第8話

初ステージから一夜明けた朝。

奈々のスマホには、通知の嵐が届いていた。


「え、なにこれ……」


事務所公式が投稿したステージ動画が、すでに1万再生を超えていた。

リプ欄には応援コメントが並ぶ中、チクリと胸に刺さる言葉もあった。


「センターの子、なんか浮いてない?」

「笑顔ぎこちないな〜」

「真央ちゃんのほうが上手!」


手が止まる。

画面の文字が、じわじわと心に染み込んでくる。


夢のはずだった舞台の翌日。

奈々の心は、思った以上に重かった。


その日のレッスンも、なんとなく声が出なかった。

笑顔も引きつっていた。


「どうしたの、奈々?」

真央が心配そうに声をかけるが、「大丈夫」とだけ返してごまかす。


休憩中、屋上に出て、ひとり空を見上げていた。


そのとき、後ろから声がした。


「…ネット見たんだ?」


振り返ると、圭吾が立っていた。

手には、いつものスケッチブック。


奈々は思わずうなずいた。


「全部じゃないけど…ちょっと、見た。
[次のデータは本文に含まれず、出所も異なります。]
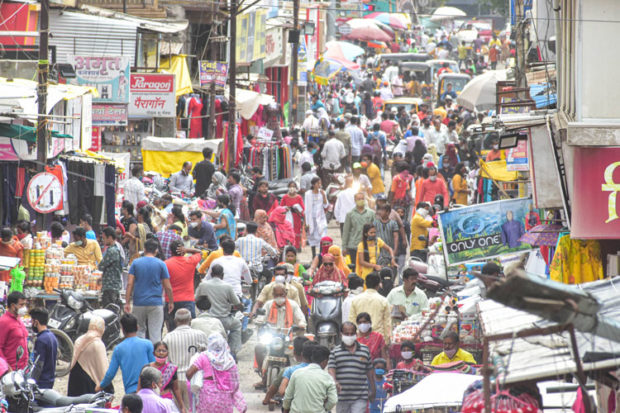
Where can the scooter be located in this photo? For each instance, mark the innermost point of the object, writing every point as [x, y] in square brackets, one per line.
[326, 312]
[72, 315]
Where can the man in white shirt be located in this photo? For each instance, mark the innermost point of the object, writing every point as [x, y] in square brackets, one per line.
[333, 152]
[345, 202]
[182, 181]
[437, 135]
[134, 188]
[235, 268]
[386, 92]
[357, 138]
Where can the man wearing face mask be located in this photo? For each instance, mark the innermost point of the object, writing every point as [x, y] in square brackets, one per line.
[13, 333]
[282, 313]
[452, 352]
[45, 349]
[182, 181]
[351, 368]
[354, 225]
[433, 186]
[420, 223]
[407, 298]
[267, 293]
[149, 388]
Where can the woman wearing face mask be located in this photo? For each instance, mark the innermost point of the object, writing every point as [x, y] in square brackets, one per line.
[220, 389]
[368, 251]
[170, 386]
[371, 339]
[329, 272]
[285, 235]
[294, 204]
[90, 361]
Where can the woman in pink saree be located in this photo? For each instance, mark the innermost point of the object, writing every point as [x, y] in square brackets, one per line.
[220, 388]
[285, 234]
…いや、見すぎた」


圭吾は奈々の隣に立ち、空を仰いだ。


「僕、絵をSNSに載せるとき、めっちゃ緊張するよ。

 “下手”って言われたら、もう一生描けなくなるんじゃないかって思う」


「わかる…ほんとそれ…」


奈々は苦笑したあと、ぽつりとつぶやいた。


「やっぱり、私には無理なのかな。

 センターとか、ステージとか…人前で光るなんて」


「でも奈々、立ったじゃん。昨日のステージ、ちゃんと真ん中で」


その声に、はっとした。


「怖かったら、逃げてもいい。けど——

 その場所に“立てる子”は、そんなにいないよ」


圭吾はスケッチブックを開いた。

そこには、昨日のステージで目を閉じて歌う奈々の絵が描かれていた。


「誰かに何を言われたって、僕の中では、きみは輝いてた」


その言葉に、奈々の目の奥が熱くなる。


「…ずるいよ、それ。そんな風に言われたら、頑張るしかなくなるじゃん」


「それ、狙って言った」


ふっと笑う圭吾に、奈々もようやく笑えた。


誰かのひと言で、心は簡単に折れそうになる。

でも、誰かのたったひと言で、また立ち上がることもできる。


まだ自信はない。

けれど、奈々はもう一度ステージに立ちたいと思った。


今度は、もっと自分らしく笑うために——。